4.4.2 Primary source processing (AGIS)
Author(s): Uwe Lammers
The Gaia core solution aims to solve the astrometric parameters for close to 2 billion sources mainly in our Galaxy. This clearly presents an enormous computational challenge as the size of the data set, and the large number of parameters, cannot be processed sequentially. The difficulty is caused by the strong connectivity among the unknowns: each source is effectively observed relative to a large number of other sources simultaneously in the field of view, or in the complementary field of view some $106{.}^{\circ}5$ away on the sky, linked together by the attitude and calibration models. The complexity of the astrometric solution in terms of the connectivity between the sources provided by the attitude modelling was analysed by Bombrun et al. (2010), who concluded that a direct solution is infeasible, by many orders of magnitude, with today’s computational capabilities. The study neglected the additional connectivity due to the calibration model, which makes the problem even more unrealistic to attack by a direct method.

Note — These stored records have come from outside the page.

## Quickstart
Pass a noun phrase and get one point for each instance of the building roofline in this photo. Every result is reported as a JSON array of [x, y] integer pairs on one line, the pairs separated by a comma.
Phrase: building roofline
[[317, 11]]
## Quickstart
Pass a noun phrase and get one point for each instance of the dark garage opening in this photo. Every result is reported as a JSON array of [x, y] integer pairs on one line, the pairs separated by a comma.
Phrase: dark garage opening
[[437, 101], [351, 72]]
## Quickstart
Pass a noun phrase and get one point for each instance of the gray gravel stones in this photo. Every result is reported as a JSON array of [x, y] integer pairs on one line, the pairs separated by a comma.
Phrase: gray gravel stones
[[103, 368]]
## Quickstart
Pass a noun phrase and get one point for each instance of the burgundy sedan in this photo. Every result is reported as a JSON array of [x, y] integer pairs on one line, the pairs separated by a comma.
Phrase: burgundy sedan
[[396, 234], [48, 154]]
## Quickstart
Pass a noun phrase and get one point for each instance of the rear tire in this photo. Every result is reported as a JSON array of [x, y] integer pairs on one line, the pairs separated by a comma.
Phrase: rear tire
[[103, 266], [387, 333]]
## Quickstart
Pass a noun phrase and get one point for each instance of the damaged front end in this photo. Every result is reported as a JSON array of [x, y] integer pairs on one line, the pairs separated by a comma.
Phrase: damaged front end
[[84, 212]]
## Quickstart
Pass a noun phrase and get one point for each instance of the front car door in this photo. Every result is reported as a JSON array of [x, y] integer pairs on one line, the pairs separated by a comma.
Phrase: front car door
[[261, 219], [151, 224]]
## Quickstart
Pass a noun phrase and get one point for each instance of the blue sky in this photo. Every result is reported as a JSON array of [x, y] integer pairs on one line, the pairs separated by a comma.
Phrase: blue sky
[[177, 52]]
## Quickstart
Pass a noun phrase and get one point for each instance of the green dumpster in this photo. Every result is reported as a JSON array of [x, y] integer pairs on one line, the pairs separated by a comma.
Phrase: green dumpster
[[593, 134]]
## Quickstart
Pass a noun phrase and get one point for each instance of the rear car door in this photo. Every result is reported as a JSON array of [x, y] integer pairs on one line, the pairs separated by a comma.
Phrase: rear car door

However, the mathematical system of equations under consideration guarantees that a unique (apart for the six degrees of freedom discussed in the reference frame alignment in Section 4.3.2), coherent and completely independent global solution for the whole sky can be derived.
To overcome this difficulty an iterative method has been developed over a number of years using increasingly complex and efficient algorithms. This approach became known as the Astrometric Global Iterative Solution (AGIS) and now relies on a Conjugate Gradient (CG) algorithm to converge the solution efficiently (Bombrun et al. 2012). The numerical approach to AGIS is a blockiterative leastsquares solution. In its simplest form, four blocks are evaluated in a cyclic sequence until convergence. The blocks map to the four different kinds of unknowns outlined in Section 4.1.1, namely:

S:
the source (star) update, in which the astrometric parameters $\bm{s}$ of the primary sources are improved;

A:
the attitude update, in which the attitude parameters $\bm{a}$ are improved;

C:
the calibration update, in which the calibration parameters $\bm{c}$ are improved;

G:
the global update, in which the global parameters $\bm{g}$ are improved.
The G block is optional, and will perhaps only be used in some of the final solutions, since the global parameters can normally be assumed to be known a priori to high accuracy. The blocks must be iterated because each one of them needs data from the three other processes. For example, when computing the astrometric parameters in the S block, the attitude, calibration and global parameters are taken from the previous iteration. The resulting (updated) astrometric parameters are used the next time the A block is run, and so on. The mathematical description of the AGIS blockiterative leastsquares solution and the updating of each block has been outlined in detail in Sections 4 and 5 respectively of Lindegren et al. (2012). In addition to these blocks, separate processes are required for the alignment of the astrometric solution with the ICRS (see also Section 4.3.2), the selection of primary sources, and the calculation of standard uncertainties; these auxiliary processes are discussed in (Section 6 of Lindegren et al. 2012).
Additionally, it is not necessary for the AGIS solution to include all two billion sources. Instead, it is done using a selection of up to 10% of the astrometrically well behaved single sources and this is sufficient to converge the attitude and calibration solutions. The other sources can then be solved for in a secondary solution (see Section 4.4.3) using the converged parameters found in the primary AGIS solution. For Gaia EDR3 the primary solution consisted of about 14.3 million sources so the number of unknowns in the global minimization problem was about 85 million (71.5 million for the sources, 10.7 million for the attitude, 1.1 million for the calibration parameters, and 2.0 million for the global unknowns). The number of elementary observations ($l$) considered was about 6.5 billion ($6.5\times {10}^{9}$).